Lauren Oliver

Delirium, book 2

HarperCollins

ISBN: 9780062101990

Reviewed by Stephanie Gunn

Pandemonium is the second book in Lauren Oliver’s YA trilogy beginning with Delirium.

In the future world of these books, love has been declared a disease – deemed amor deliria nervosa. Several decades after its identification as a disease, and forty-three years before the events of Delirium, a cure was discovered. When people reach the age of eighteen, they undergo brain surgery to cure them of the deliria. Before the cure, they are assessed and matched to the individual they are to marry and have children with.

Lena, the teenage protagonist of the books, had assumed that, like her older sister, she would be cured when she turned eighteen. Lena looked forward to her cure, and to freedom from the disease. Her mother had been driven mad by the deliria, remaining in love with her family and friends despite three attempted cures. In Deliria, Lena’s carefully planned life was upturned when she met Alex, an uncured “Invalid”, and she succumbed to the deliria herself, falling in love with Alex.

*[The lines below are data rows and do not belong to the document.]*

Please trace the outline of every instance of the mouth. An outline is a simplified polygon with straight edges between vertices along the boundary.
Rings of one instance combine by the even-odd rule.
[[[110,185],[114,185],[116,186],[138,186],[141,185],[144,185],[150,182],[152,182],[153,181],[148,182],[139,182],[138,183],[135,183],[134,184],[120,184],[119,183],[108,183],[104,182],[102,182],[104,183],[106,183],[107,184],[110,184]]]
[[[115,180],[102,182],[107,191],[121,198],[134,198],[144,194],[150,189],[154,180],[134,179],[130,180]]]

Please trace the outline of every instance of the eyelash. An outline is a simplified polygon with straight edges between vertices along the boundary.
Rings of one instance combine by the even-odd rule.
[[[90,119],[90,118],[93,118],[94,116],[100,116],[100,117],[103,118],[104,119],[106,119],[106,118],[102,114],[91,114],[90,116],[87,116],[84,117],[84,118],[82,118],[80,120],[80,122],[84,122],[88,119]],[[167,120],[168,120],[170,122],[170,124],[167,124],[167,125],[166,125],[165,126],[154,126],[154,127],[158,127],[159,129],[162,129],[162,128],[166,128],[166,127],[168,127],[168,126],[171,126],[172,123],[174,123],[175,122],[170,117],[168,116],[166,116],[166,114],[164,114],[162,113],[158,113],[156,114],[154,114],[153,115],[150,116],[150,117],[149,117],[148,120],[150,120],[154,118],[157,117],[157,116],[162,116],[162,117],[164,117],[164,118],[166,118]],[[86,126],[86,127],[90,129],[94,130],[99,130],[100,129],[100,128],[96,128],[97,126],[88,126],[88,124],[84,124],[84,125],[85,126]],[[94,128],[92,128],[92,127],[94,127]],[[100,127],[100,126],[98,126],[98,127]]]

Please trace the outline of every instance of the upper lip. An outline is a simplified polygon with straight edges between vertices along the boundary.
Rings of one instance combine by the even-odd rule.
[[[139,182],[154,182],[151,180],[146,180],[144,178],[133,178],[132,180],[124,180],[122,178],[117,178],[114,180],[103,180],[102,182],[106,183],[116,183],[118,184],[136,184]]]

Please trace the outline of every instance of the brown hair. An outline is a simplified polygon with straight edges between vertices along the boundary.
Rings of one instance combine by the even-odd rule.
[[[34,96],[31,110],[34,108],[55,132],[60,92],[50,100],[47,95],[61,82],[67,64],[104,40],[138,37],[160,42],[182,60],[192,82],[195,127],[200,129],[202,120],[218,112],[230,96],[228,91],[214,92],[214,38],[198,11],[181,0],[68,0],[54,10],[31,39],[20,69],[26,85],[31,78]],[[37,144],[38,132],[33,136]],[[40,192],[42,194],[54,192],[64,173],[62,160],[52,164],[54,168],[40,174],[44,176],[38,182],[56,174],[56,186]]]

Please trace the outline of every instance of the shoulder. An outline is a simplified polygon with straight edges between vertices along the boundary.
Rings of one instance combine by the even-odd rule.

Pandemonium sees Lena moving on, following her as she leaves her old life behind and moves into the Wilds, the untamed places where the Invalids live. The book follows two timelines, with each chapter alternating between each one. In “then”, Lena settles into her life with the Invalids, a life she finds herself ill-prepared for, with the uncured scrabbling for life in the war-scarred Wilds. In “now”, Lena is part of the resistance, infiltrating the cured society she was once a part of.

Pandemonium absolutely does not stand on its own – it is necessary to have read the first book in the trilogy – with little to no introduction to characters or their world given in the second book. The parallel timelines is an interesting choice of structure; it does make the narrative a little difficult to follow at the beginning of the book, but also allows for a direct comparison of the two worlds that Lena moves through.

Most of the new characters introduced in this book are unfortunately somewhat forgettable – the reader is provided with few details about their lives, which makes it difficult to care about them when they suffer or are killed (and it is worth noting that Oliver does not shy away from making her characters suffer).

Lena herself is, at times, also a problematic character. She is a strong female character, and she doesn’t shy away from pushing herself physically and emotionally when needed to. She also displays a strong mothering instinct, finding herself drawn to younger characters. This, in particular, is noteworthy because it highlights the lack of that instinct in cured society – parents must be instructed how to keep their children safe, with no love bond to make them so do instinctively.

It seems to be almost inevitable that speculative YA includes a love triangle, and this trilogy is no different, with a new love interest being introduced in Pandemonium. It is something that makes Lena feel inconsistent as a character, but it is also something that reminds the reader that she is a teenager, and that in this broken society, her own knowledge of love is ill-formed. She, like all of the populace, has a list of deliria symptoms to watch out for, but she still has to guess at what she feels.

The ending of this book is somewhat predicable, but will be no less satisfying for many readers because of that. It ends on a cliffhanger that will likely be frustrating for readers, but one which sets the stage well for the third book in the trilogy.